Jaime J. Bautista, the company’s president, said his group expects to incur profits by yea-end, after posting a comprehensive loss of $65.87 million in 2018 due to spikes in fuel expenses and stiff competition.
“This year, we hope to improve our profitability by reducing flights to destinations where there is excess capacity like the Middle East. We are also looking at stopping flights to domestic routes, where we were not able to recover our expenses. We will implement strict cost-saving measures so that we will at least reduce expenses and be profitable this year,” he said during the annual stockholders’ meeting of the company on Thursday.
Bautista said the aircraft for these destinations with reduced flights will be used for wet leases, which essentially means the aircraft will be leased together with the crew, maintenance and insurance.
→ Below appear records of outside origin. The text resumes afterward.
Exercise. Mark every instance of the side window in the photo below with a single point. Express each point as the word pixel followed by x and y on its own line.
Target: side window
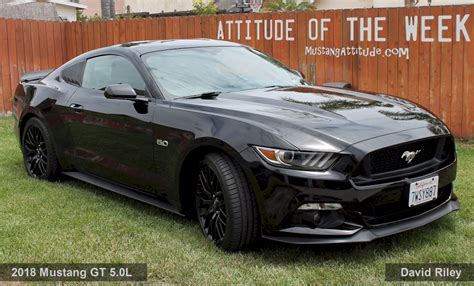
pixel 73 74
pixel 103 71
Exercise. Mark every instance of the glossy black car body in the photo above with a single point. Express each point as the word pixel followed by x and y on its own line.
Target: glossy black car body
pixel 119 145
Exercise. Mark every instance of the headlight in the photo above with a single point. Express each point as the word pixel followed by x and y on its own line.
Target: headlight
pixel 316 161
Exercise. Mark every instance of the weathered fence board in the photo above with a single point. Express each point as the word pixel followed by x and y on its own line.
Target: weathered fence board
pixel 438 75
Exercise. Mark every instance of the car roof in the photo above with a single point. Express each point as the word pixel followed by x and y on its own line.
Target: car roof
pixel 143 47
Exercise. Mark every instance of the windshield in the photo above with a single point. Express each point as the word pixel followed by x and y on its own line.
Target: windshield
pixel 193 71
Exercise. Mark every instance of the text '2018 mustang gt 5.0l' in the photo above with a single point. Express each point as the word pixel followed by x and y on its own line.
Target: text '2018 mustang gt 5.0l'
pixel 226 134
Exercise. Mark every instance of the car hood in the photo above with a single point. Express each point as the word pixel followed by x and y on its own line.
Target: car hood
pixel 320 118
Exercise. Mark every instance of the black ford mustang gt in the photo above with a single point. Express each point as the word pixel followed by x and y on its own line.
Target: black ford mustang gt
pixel 226 134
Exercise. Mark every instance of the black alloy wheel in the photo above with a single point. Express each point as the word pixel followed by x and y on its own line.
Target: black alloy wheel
pixel 38 153
pixel 225 206
pixel 210 205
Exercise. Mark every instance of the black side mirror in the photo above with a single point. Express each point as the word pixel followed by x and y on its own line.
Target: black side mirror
pixel 344 85
pixel 120 91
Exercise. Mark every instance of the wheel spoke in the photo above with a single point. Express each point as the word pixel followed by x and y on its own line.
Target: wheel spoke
pixel 35 152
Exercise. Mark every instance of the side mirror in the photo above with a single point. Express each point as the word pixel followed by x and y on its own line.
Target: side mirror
pixel 120 91
pixel 300 74
pixel 344 85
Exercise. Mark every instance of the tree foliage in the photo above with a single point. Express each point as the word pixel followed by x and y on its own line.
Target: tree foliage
pixel 288 6
pixel 84 18
pixel 204 8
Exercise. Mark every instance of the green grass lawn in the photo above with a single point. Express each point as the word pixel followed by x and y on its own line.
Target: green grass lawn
pixel 74 222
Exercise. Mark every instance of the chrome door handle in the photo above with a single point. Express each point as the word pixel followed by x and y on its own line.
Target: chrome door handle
pixel 77 107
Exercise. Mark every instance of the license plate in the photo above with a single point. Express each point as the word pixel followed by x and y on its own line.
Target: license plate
pixel 423 191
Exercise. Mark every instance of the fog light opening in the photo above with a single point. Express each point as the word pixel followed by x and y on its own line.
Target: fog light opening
pixel 320 207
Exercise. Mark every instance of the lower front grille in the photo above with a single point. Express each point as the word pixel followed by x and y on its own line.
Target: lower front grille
pixel 391 205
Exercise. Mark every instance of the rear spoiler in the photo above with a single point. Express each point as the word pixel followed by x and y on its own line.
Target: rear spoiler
pixel 33 76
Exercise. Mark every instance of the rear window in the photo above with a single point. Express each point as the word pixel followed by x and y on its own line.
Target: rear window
pixel 73 74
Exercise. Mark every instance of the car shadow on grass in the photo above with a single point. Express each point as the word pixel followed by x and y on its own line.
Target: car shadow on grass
pixel 280 253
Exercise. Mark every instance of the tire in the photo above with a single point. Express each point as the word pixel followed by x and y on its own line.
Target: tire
pixel 226 208
pixel 39 156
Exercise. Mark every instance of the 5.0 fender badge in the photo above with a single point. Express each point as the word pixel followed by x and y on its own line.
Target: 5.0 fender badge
pixel 162 143
pixel 409 156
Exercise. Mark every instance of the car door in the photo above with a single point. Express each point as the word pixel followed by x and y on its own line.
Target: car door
pixel 112 138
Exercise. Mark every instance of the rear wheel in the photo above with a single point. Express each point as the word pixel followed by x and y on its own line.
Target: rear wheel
pixel 38 152
pixel 226 208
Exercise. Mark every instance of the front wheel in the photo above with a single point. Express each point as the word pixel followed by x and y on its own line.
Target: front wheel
pixel 38 152
pixel 226 208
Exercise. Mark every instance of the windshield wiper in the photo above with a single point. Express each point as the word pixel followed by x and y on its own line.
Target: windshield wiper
pixel 278 86
pixel 206 95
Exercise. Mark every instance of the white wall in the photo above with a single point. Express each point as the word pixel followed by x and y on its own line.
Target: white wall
pixel 401 3
pixel 156 6
pixel 343 4
pixel 349 4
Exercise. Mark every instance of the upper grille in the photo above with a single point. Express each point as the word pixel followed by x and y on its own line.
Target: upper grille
pixel 390 159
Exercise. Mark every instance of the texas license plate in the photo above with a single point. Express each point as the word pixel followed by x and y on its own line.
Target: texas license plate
pixel 423 191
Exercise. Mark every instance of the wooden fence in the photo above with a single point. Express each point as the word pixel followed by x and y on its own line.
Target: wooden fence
pixel 439 73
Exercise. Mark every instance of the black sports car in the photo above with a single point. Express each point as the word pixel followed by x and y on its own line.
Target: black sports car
pixel 226 134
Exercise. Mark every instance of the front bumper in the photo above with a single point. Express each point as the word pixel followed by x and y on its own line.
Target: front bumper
pixel 299 235
pixel 368 212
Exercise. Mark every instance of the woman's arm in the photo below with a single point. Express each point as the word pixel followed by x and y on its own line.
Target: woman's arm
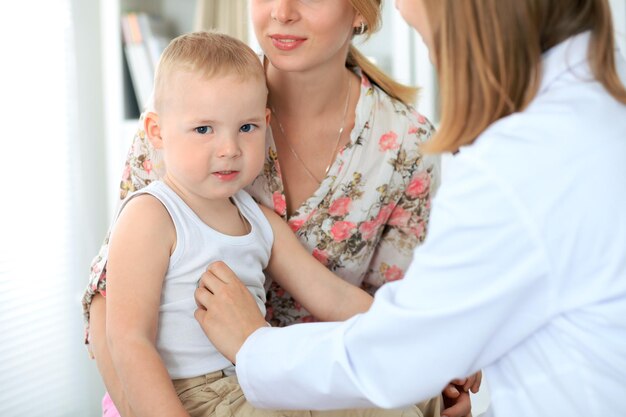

They can also be used for charter agreements.
“These are ad hoc reduction in flights for us to maximize the utilization of the airplanes,” he said.
PAL aims to increase its average passenger load factor by as much as four points to 82 percent from around 78 percent in 2018.
Its new investor ANA Holdings can also help in turning the company’s bottom line around.
“There are many other areas in operations where we can collaborate, so we can benefit from the experience of ANA and vice versa,” Bautista said.
Ryuhei Maeda, a senior advisor at ANA Holdings, was elected on Thursday to PAL’s board.
In another development, the company approved the increase of its authorized capital stock from P13.5 billion to P20 billion to prepare for its impending share sale, which could be slated for next year.
“Hopefully, but we still don’t have a definite date. We just got the approval of the stockholders for the increase in capital stock so that we will have flexibility,” Bautista said. “This is just in preparation for a possible re-IPO [initial public offering].”